Shear induced crystallization of an amorphous system

TL;DR

This study uses molecular dynamics simulations to explore how stationary shear flow affects crystallization in a glassy system, revealing dual effects on topological ordering and detailing the stages of shear-induced crystallization.

Contribution

It provides new insights into the dual role of shear flow in promoting and suppressing crystallite formation and characterizes the stages of shear-induced ordering in amorphous materials.

Findings

Shear promotes crystallite formation but suppresses large clusters.

Crystallization occurs in two stages: growth and alignment.
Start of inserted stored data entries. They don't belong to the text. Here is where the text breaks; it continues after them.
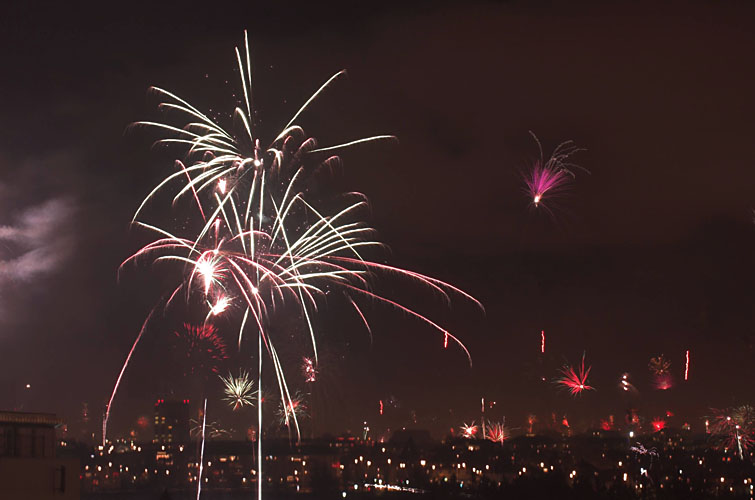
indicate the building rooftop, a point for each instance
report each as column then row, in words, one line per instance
column 17, row 417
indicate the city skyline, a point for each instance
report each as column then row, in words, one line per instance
column 649, row 254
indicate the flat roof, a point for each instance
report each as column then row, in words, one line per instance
column 17, row 417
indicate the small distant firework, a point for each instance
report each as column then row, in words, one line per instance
column 664, row 382
column 469, row 431
column 607, row 424
column 686, row 366
column 497, row 432
column 309, row 370
column 542, row 341
column 625, row 385
column 651, row 453
column 575, row 381
column 641, row 450
column 202, row 346
column 547, row 180
column 734, row 428
column 632, row 418
column 239, row 391
column 658, row 424
column 659, row 365
column 213, row 430
column 294, row 408
column 531, row 419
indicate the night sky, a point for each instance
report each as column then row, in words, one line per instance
column 653, row 252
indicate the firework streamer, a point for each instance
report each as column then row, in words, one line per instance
column 238, row 390
column 469, row 431
column 542, row 342
column 686, row 366
column 120, row 376
column 575, row 380
column 201, row 453
column 548, row 180
column 263, row 244
column 482, row 402
column 734, row 428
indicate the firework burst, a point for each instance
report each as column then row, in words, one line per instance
column 238, row 391
column 262, row 244
column 734, row 428
column 309, row 370
column 659, row 365
column 658, row 424
column 575, row 380
column 497, row 432
column 294, row 408
column 547, row 180
column 469, row 431
column 625, row 385
column 202, row 347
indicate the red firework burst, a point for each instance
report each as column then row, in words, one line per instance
column 734, row 428
column 575, row 380
column 658, row 424
column 203, row 348
column 548, row 179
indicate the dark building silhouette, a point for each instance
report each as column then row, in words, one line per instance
column 171, row 422
column 29, row 468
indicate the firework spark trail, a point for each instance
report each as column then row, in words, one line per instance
column 659, row 365
column 497, row 432
column 734, row 428
column 247, row 253
column 575, row 381
column 658, row 424
column 238, row 390
column 469, row 431
column 201, row 453
column 120, row 376
column 548, row 179
column 686, row 366
column 625, row 384
column 542, row 341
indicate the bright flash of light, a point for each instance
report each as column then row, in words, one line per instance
column 220, row 305
column 469, row 431
column 658, row 424
column 260, row 237
column 659, row 365
column 238, row 391
column 549, row 179
column 575, row 380
column 625, row 384
column 497, row 432
column 734, row 428
column 292, row 408
column 309, row 370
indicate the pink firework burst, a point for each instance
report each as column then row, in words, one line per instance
column 575, row 380
column 469, row 431
column 308, row 370
column 497, row 432
column 664, row 382
column 734, row 428
column 203, row 348
column 547, row 180
column 659, row 365
column 658, row 424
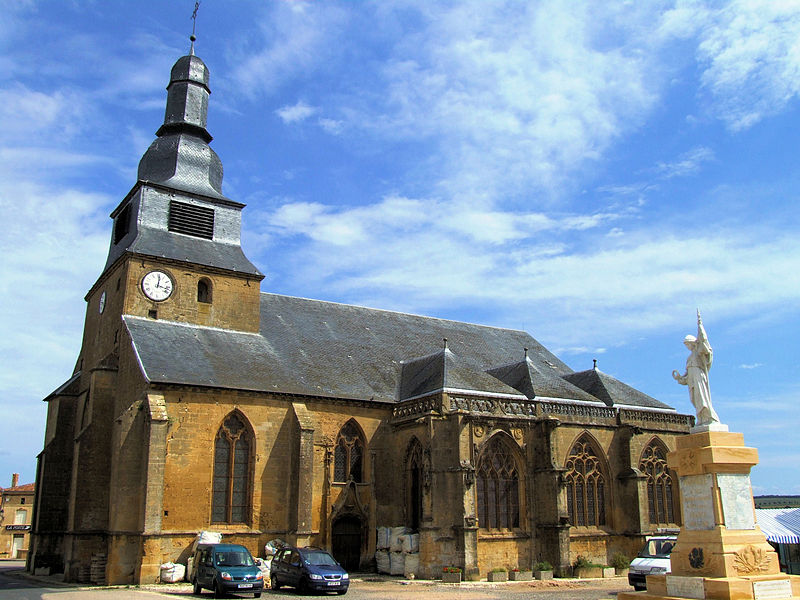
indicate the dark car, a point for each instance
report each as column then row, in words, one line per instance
column 308, row 569
column 226, row 568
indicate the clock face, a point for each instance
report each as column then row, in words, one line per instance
column 157, row 285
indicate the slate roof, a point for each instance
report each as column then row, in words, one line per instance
column 534, row 381
column 611, row 390
column 153, row 242
column 445, row 371
column 312, row 347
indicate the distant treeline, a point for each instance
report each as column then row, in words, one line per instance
column 777, row 501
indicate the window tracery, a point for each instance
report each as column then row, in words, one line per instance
column 348, row 457
column 231, row 485
column 585, row 483
column 497, row 486
column 414, row 482
column 659, row 484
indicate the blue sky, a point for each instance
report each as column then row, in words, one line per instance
column 589, row 172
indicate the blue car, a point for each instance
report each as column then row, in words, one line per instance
column 225, row 569
column 308, row 569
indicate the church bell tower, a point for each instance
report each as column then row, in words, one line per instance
column 175, row 251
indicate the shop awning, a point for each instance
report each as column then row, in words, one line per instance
column 780, row 525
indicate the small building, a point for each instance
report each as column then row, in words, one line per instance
column 16, row 515
column 782, row 528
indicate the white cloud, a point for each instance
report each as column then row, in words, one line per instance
column 751, row 366
column 426, row 255
column 688, row 163
column 296, row 113
column 750, row 54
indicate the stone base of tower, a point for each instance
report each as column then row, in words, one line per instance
column 721, row 553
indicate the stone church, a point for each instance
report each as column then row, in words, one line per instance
column 200, row 402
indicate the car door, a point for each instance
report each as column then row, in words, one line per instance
column 278, row 567
column 294, row 567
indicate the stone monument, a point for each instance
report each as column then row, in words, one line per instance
column 721, row 553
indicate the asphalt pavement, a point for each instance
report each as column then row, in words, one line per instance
column 16, row 584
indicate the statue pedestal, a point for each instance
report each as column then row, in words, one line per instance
column 721, row 553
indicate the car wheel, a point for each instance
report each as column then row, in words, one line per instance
column 302, row 586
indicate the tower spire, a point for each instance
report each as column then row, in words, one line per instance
column 193, row 37
column 180, row 157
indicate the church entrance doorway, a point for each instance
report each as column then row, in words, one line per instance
column 346, row 545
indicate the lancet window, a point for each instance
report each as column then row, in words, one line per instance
column 659, row 484
column 585, row 483
column 232, row 481
column 204, row 291
column 414, row 483
column 497, row 486
column 348, row 457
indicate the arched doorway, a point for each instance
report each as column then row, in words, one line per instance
column 346, row 540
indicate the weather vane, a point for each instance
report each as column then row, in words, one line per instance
column 192, row 37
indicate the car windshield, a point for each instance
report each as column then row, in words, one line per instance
column 657, row 548
column 320, row 559
column 233, row 559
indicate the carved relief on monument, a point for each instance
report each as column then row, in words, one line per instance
column 751, row 560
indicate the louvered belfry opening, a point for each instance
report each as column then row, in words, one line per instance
column 190, row 219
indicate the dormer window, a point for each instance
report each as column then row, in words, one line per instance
column 204, row 291
column 189, row 219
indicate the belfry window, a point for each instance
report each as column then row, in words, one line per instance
column 230, row 501
column 204, row 290
column 585, row 481
column 190, row 219
column 497, row 481
column 348, row 457
column 659, row 484
column 122, row 223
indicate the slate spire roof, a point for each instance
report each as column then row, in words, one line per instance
column 177, row 210
column 180, row 157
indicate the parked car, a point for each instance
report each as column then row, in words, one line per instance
column 308, row 569
column 653, row 559
column 226, row 568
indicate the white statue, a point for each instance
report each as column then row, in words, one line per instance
column 696, row 376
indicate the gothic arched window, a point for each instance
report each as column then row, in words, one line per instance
column 585, row 484
column 348, row 457
column 204, row 291
column 659, row 483
column 414, row 483
column 498, row 489
column 230, row 501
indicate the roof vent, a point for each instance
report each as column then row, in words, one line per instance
column 189, row 219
Two phenomenological relations between shear rate and ordering time are identified.

Abstract

The influence of a stationary shear flow on the crystallization in a glassy system is studied by means of molecular dynamics simulations and subsequent cluster analysis. The results reveal two opposite effects of the shear flow on the processes of topological ordering in the system. Shear promotes the formation of separated crystallites and suppresses the appearance of the large clusters. The shear-induced ordering proceeds in two stages, where the first stage is related mainly with the growth of crystallites, whereas the second stage is due to an adjustment of the created clusters and a progressive alignment of their lattice directions. The influence of strain and shear rate on the crystallization is also investigated. In particular, we find two plausible phenomenological relations between the shear rate and the characteristic time scale needed for ordering of the amorphous system under shear.